The Cardinals wide receiver is either a "couple more days" or "weeks" of mulling away, according to an interview with the team's official site on Tuesday.
As NFL Network Insider Ian Rapoport noted this week, Fitzgerald's future could be tied to the plans of quarterback Carson Palmer, who is also in the process of deciding what to do. "He's tired, worn down and trying to see how his body responds," as Rapoport put it. The tangled web puts the future of the franchise in question, given how instrumental both are to the success of Bruce Arians' offense.
Arians, who was alongside Fitzgerald at the Waste Management Open, sounded positive that both would be back but had nothing official.
"It's up to them," Arians said. "I feel comfortable with where they are at and what's going to happen. Like everyone, I have my fingers crossed. I think when the juices start flowing and the injuries go away, they'll come back. But there is nothing to confirm yet."

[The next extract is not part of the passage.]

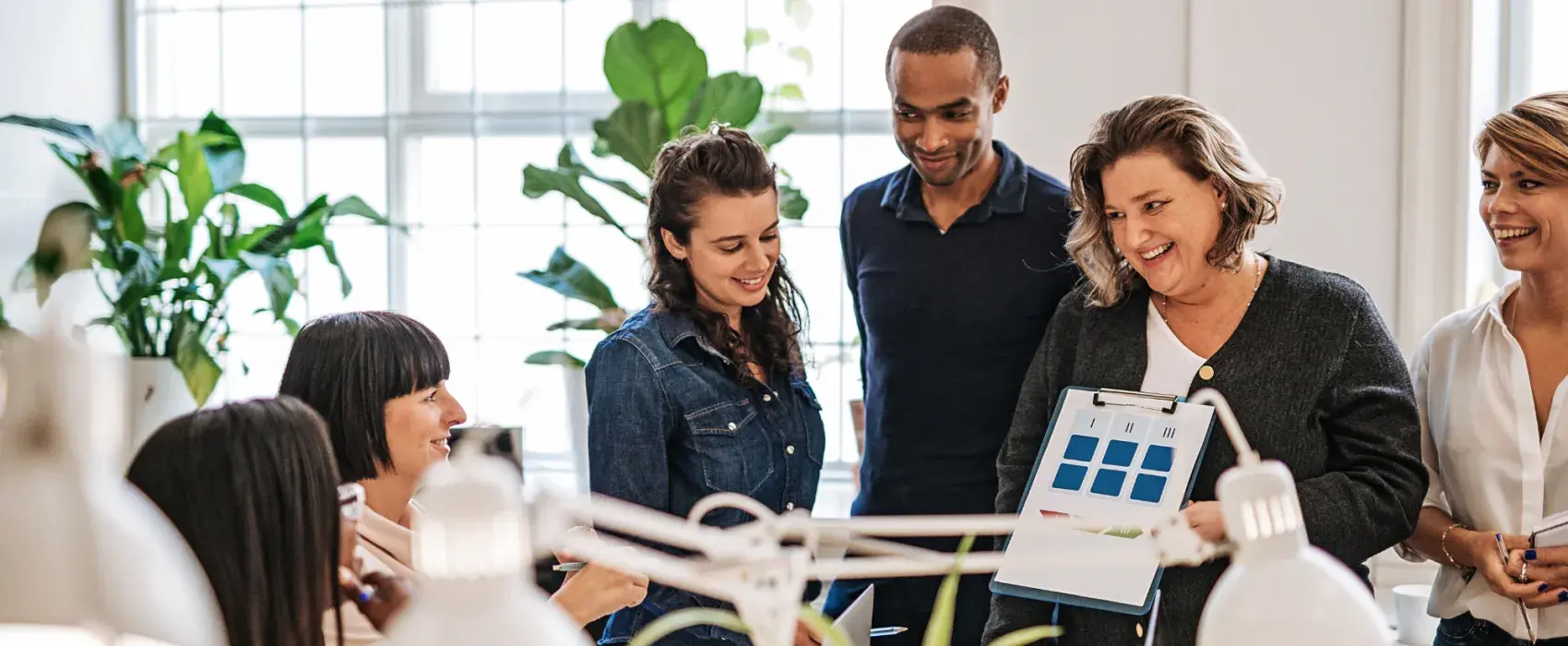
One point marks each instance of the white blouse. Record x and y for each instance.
(1489, 466)
(1171, 365)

Fitzgerald has the chance to go out on top. Over the past two seasons, he's caught 216 passes for 2,238 yards and 15 touchdowns. His 107 catches and 1,023 yards in 2016 qualified as one of his better seasons, leading the league in catches and finishing 20th in total yards. Without him and recently-released wideout Michael Floyd, Arizona's offense would be absent some serious firepower.

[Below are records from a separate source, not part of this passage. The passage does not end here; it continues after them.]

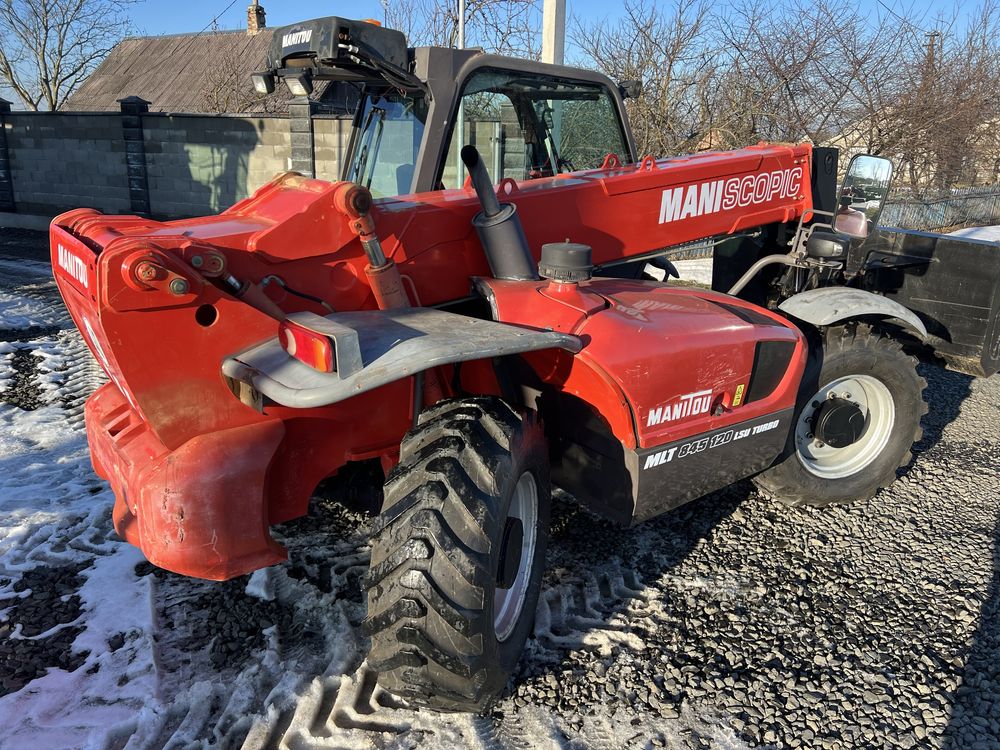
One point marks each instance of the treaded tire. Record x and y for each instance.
(436, 549)
(855, 349)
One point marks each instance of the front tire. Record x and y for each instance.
(868, 399)
(458, 554)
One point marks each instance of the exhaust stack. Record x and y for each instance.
(498, 226)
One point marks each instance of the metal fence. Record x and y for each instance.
(960, 208)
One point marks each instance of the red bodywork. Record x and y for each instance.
(198, 476)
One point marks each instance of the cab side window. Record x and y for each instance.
(527, 126)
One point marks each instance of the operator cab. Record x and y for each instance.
(527, 119)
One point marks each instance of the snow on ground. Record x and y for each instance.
(728, 623)
(990, 234)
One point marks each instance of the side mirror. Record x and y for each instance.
(862, 195)
(630, 89)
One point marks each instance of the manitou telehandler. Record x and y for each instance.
(468, 306)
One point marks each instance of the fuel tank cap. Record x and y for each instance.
(566, 262)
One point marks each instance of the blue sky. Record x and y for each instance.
(176, 16)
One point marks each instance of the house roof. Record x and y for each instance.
(202, 73)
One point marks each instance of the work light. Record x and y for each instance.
(263, 83)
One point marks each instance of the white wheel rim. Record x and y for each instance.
(508, 603)
(876, 403)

While Arians might be able to overcome the loss, there is no doubt Fitzgerald is being smart about the situation. His relationship with Palmer will be almost impossible to replicate with another quarterback and he risks playing his final season in a bit of a rebuilding project depending on how the team is put together. Having one of the brightest offensive players in football at running back helps, but Fitzgerald will need far more to sway him. At 33 going on 34, it has to be worth it.